1. 45% increase in the number of children in foster care from FY12 to FY20.
2. 36% increase in the dollar value of each foster child in custody throughout the contract.
3. 31% increase in operating expenses throughout the contract.
4. Increase of $45 million annually throughout the contract.
Bottom line: there is a positive correlation indicating that when we pay more for foster care contractual services, the average number of children in care also tends to increase. As you can see in Figure 5, there is a positive correlation indicating that when the foster care contract increases, so does the average number of children in care.
One Foster Child = $26k
If we pay Saint Francis $2,102.00 per out of home placement per month for 12 months, then each child is worth $25,224.00. If we add the base monthly rate of $750,375.00 and divide that by the average number of children in foster care in FY20 (7,513 children), then we can add an additional $99.88 per child. If we then take $2,102 + $99.88 = $2,201.88 x 12 months = $26,422.56. Thus, every foster child is worth $26,422.56 for Saint Francis while they are in care. They are worth $0 to them once they leave care.
Compare this to paying the contractor $1,541.00 (monthly case rate at the initiation of the contract) plus $99.88 multiplied by 12 months, and you get $19,690.56 per child in care. This is a 34% increase in the dollar value for each child in care.
It should be no surprise after reading the verbiage in the contract that the FY average of foster children in Kansas is steadily rising every year along with DCF operating expenditures. Figure 6 is a perfect illustration of this trend. The more we spend to fix foster care, the more we incentivize each contractor to bring in more foster children — and it will get worse until we do one of two things:
1. End privatization in foster care; or
2. Change the verbiage and incentives in the contract (this one is common sense).

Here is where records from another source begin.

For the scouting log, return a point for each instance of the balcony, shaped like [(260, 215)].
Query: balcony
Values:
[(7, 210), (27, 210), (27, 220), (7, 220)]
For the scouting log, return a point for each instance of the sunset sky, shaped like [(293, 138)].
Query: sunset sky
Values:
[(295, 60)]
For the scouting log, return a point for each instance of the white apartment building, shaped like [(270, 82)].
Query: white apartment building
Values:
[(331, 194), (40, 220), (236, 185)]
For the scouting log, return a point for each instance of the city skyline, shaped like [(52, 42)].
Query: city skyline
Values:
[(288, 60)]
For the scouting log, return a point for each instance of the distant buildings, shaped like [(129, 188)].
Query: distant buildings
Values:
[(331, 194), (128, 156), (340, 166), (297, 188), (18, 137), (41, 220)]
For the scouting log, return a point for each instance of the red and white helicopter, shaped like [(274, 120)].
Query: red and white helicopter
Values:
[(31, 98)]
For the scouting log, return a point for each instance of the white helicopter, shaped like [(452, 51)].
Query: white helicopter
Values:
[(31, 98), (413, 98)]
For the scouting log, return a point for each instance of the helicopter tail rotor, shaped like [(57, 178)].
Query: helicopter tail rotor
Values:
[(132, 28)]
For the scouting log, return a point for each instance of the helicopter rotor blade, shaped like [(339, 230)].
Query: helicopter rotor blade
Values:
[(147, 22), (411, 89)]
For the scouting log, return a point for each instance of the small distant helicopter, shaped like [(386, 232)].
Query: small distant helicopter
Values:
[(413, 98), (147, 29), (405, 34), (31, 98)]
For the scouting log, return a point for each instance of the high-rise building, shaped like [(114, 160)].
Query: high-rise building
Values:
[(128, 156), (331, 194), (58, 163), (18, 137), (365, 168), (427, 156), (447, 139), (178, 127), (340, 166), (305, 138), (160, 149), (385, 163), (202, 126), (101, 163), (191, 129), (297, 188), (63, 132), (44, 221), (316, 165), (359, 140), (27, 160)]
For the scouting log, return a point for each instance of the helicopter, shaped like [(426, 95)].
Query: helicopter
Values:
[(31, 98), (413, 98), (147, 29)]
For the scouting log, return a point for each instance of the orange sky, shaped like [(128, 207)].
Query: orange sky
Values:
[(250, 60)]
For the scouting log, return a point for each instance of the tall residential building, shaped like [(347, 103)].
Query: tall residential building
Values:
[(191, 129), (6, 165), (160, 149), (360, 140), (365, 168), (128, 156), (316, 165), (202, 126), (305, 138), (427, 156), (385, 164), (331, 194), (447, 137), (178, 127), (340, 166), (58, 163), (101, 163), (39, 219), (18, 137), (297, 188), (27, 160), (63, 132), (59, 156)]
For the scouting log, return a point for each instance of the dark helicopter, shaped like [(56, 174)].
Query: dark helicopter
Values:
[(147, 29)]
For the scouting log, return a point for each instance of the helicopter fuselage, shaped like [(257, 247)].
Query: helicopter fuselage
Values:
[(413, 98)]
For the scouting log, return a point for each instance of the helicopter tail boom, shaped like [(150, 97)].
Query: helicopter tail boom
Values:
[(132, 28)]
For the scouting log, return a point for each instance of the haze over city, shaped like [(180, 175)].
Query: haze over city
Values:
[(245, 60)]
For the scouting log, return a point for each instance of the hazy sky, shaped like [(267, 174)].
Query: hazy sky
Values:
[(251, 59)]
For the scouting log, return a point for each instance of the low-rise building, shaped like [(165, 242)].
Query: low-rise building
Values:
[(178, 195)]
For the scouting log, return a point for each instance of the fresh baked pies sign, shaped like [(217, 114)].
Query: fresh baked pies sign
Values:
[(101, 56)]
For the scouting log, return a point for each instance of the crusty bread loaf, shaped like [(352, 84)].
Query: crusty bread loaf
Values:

Figure 6. Average Number of Foster Children Compared to the Foster Care Contract — Image created by Dr. Schwandt
The Noise I Love to Hear
Finally, if this discussion offended you in any way, then let me leave you with a quote from Eric Cartman: America’s Favorite Little $@#&*% via NPR:
Question: “What sound or noise do you love?”
Cartman: “The sound of people who I don’t like crying because the tears running down their cheeks actually make a noise that’s like a sweet sound.”